Being able to add to compute incrementally makes it very simple and cost effective to scale. Networking is similar, it is very easy to patch in another 1GB port and with 10GB becoming far more common, network bandwidth constraints seem to be the least of your worries. It’s not the same with storage. This is mainly down to a cost issue and the fact that spinning hard drives haven’t got any faster. You can’t just swap out a slow drive for a faster one in a drive array and a new array shelf is a large incremental cost.

imageSure, flash is revolutionising array storage but its going to take time to replace spinning rust with flash and again it often comes down to cost. Purchasing an all flash array or even just a shelf of flash for your existing array is expensive and a large incremental jump when perhaps you just need some more oomph during your month end job runs.

VDI environments have often borne the brunt of storage performance issues simply due to the number of VMs involved, poor client software that was never written to be careful with storage IO and latency along with operational update procedures used to mass updates of AV/patching etc. that simply kill any storage. VDI was often incorrectly justified with cost reduction as part of the benefit which meant you never had any money to spend on storage for what ultimately grew into a massive environment with annoyed users battling poor performance.

Large performance critical VMs are also affected by storage. Any IO that has to travel along a remote path to a storage array is going to be that little bit slower. Your big databases would benefit enormously by reducing this round trip time.

FVP

Home

Along came PernixData at just the right time with what was such a simple solution called FVP. Install some flash SSD or PCIe into your ESXi host, cluster them as a pooled resource and then use software to offload IO from the storage array to the ESXi host.
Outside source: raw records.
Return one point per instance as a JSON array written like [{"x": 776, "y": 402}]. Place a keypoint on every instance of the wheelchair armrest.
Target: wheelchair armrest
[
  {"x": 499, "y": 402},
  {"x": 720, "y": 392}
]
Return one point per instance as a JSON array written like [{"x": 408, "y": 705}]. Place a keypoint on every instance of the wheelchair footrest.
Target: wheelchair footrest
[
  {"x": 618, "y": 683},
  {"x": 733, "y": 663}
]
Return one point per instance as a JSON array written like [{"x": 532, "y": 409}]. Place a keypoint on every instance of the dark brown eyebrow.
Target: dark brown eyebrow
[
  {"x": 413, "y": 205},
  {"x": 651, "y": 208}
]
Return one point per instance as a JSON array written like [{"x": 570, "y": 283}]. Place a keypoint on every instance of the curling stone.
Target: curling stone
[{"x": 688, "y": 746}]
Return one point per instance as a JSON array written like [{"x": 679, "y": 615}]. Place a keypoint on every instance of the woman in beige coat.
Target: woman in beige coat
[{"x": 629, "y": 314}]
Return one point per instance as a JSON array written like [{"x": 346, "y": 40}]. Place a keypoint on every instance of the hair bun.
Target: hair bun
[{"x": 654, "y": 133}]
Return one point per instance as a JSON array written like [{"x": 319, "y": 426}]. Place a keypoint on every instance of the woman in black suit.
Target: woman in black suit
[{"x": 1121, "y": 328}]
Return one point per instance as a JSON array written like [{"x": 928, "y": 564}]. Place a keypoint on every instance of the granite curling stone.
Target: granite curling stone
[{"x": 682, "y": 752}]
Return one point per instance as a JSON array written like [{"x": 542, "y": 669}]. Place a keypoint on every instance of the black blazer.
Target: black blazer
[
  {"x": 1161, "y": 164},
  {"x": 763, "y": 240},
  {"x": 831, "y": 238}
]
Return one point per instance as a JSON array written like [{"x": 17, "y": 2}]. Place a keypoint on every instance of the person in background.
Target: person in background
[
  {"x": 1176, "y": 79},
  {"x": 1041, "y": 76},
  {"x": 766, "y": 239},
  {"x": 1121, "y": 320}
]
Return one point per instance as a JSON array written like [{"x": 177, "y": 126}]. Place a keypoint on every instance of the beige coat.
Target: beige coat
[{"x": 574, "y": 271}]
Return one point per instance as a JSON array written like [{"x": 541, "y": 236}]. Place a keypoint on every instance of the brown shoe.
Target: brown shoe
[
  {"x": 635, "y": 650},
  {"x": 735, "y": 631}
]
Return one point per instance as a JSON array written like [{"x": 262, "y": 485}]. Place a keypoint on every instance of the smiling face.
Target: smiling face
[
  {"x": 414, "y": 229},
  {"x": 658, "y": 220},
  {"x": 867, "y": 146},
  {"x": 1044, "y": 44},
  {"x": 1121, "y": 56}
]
Even better, be able to cache writes as well and also protect them in the flash cluster. The best IO in the world is the IO you don’t have to do and you could give your storage array a little more breathing room. The benefit was you could use your existing array with its long update cycles and squeeze a little bit more life out of it without an expensive upgrade or even moving VM storage. FVP the name doesn’t stand for anything by the way, it doesn’t stand for Flash Virtualisation Platform if you were wondering which would be incorrect anyway as FVP accelerates more than flash.